Butte's big tourist attraction is an artificial lake of water so poisonous they shoot fireworks and drones at birds to keep them from landing on it, and the groundwater is a sort of oceanic blue that looks more like Gatorade than tap water.
Still the headwaters of the Clark Fork, which eventually flows into the Columbia to become the Northwest's most prominent watery artery, gets its start in Butte. Today that's Silver Bow Creek, which is where Braxton and Lester launched their expedition. But once upon a time the headwaters were at Yankee Doodle Creek, which now flows into the Berkley Pit, where the water is as acidic as tomatoes.
And Butte is the epicenter of the Milltown Reservoir Sediments Superfund Site, which is named for the dam that was removed near Missoula, but covers 120 miles of the Clark Fork, from Butte to Bonner.
It's the largest and most expensive Superfund site in America and now one of the nation's 21st century's great environmental success stories.
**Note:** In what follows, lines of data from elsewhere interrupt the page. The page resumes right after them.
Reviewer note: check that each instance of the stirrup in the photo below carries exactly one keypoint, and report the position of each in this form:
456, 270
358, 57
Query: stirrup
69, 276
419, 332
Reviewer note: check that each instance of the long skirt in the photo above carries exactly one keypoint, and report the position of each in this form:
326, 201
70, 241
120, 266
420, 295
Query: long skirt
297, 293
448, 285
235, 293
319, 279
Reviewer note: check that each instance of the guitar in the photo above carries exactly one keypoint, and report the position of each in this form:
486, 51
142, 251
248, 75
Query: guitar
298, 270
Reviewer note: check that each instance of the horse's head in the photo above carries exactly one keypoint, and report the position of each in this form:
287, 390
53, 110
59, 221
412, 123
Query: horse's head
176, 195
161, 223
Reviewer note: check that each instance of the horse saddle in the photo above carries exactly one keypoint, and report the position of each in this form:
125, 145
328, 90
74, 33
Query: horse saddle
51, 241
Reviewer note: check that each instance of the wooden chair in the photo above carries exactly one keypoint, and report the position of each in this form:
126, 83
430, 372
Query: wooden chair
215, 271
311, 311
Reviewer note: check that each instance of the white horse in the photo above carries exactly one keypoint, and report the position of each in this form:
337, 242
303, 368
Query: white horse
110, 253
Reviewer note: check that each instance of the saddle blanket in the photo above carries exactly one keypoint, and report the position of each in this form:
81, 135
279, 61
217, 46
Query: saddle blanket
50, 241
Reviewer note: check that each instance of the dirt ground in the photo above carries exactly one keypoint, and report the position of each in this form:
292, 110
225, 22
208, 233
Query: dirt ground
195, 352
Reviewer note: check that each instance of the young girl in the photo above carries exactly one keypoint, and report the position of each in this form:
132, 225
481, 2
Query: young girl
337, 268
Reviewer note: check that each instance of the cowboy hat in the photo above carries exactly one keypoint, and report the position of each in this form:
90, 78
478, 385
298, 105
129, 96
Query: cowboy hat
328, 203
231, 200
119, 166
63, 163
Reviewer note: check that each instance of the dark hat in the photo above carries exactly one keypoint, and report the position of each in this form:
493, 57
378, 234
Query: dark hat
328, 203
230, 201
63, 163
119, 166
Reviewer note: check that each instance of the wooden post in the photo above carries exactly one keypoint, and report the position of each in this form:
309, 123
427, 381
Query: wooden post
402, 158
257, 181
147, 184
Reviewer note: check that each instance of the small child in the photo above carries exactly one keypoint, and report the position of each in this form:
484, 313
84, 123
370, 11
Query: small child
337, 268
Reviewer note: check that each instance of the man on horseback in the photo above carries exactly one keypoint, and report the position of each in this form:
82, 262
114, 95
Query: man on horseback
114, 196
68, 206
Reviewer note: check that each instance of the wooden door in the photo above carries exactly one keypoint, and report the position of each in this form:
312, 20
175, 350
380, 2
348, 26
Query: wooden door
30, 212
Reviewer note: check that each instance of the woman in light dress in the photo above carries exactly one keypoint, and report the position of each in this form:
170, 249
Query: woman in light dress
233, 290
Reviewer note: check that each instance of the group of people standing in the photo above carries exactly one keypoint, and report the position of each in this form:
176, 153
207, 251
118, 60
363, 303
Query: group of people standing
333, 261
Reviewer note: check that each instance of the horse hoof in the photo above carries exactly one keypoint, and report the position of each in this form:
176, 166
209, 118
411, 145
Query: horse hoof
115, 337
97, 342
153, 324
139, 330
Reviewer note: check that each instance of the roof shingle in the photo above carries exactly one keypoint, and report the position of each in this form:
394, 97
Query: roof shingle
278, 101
The riverbed was meticulously cleaned, and at some points the flow was temporarily diverted to really get at the dirt underneath. Today the Blackfoot flows into the Clark Fork liked it used to 70 years before Norman Maclean even published "A River Runs Through It."
"Growing up in Butte shows you the pretty stark contrast between clean water and dirty or contaminated water," Lester said.
This movie is a chance to examine that contrast, combining education with entertainment.
Lester and Mitchell's 2023 expedition was closely watched, with multiple s in Butte's Montana Standard newspaper and a feature about the pair when they rolled through Missoula .
It was so well publicized that even folks on this side of the Continental Divide started noticing. Billings area patrons requested that the movie be shown at the Art House Cinema and Pub so much that the theater reached out to Lester before the movie was even officially finished.
"To know that Montana people want to see this enough to call their theater like that," Lester said, "that was pretty cool."
"Columbia River Canoe Project" premiered at the Original Mineyard in Butte in August, and since then it's been shown around the Mountain West, especially in areas within the Columbia watershed.
He's heading to Seattle next weekend and there are plans to show the movie in Portland, but the Babcock screenings are only the second showing in Montana, not including a few one-offs, like a presentation Lester did at Butte Middle School.
"I did my best to make this as good as I could," Lester said. "But the cool thing has been how excited people are after they watch it."
Lester and his crew are entering the "Columbia River Canoe Project" into film festivals, and hoping for a distribution deal that could get the movie in front of more eyes and especially onto a streaming service where rural people can check it out.
And while Lester doesn't have any plans in place (he's been a little busy lately), he'd like to work in film again.
"The adventure part has always been my passion," he said. "Adding the film part has been more rewarding that I would have ever imagined."